WEPO: Web Element Preference Optimization for LLM-based Web Navigation
Jiarun Liu, Jia Hao, Chunhong Zhang, Zheng Hu
TL;DR
This work tackles improving autonomous web navigation by exploiting HTML structure through preference learning. It proposes WEPO, a framework that uses unsupervised sampling of non-salient HTML elements as negative samples and trains with Direct Preference Optimization to align model actions with user intent. On the Mind2Web benchmark, WEPO achieves state-of-the-art performance, outperforming baselines such as WebAgent and CogAgent and demonstrating strong generalization across domains and tasks.

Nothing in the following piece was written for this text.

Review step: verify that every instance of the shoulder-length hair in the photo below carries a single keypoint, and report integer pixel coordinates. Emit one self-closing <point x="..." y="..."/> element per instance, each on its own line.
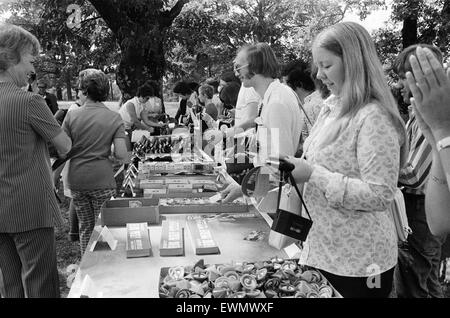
<point x="261" y="60"/>
<point x="14" y="42"/>
<point x="364" y="78"/>
<point x="94" y="84"/>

The results indicate that contrastive, preference-based fine-tuning can substantially enhance web-page-based task execution, with promising future directions including HTML-specific encoders and scalability to longer contexts.
Abstract
The rapid advancement of autonomous web navigation has significantly benefited from grounding pretrained Large Language Models (LLMs) as agents. However, current research has yet to fully leverage the redundancy of HTML elements for contrastive training. This paper introduces a novel approach to LLM-based web navigation tasks, called Web Element Preference Optimization (WEPO). WEPO utilizes unsupervised preference learning by sampling distance-based non-salient web elements as negative samples, optimizing maximum likelihood objective within Direct Preference Optimization (DPO). We evaluate WEPO on the Mind2Web benchmark and empirically demonstrate that WEPO aligns user high-level intent with output actions more effectively. The results show that our method achieved the state-of-the-art, with an improvement of 13.8% over WebAgent and 5.3% over the visual language model CogAgent baseline. Our findings underscore the potential of preference optimization to enhance web navigation and other web page based tasks, suggesting a promising direction for future research.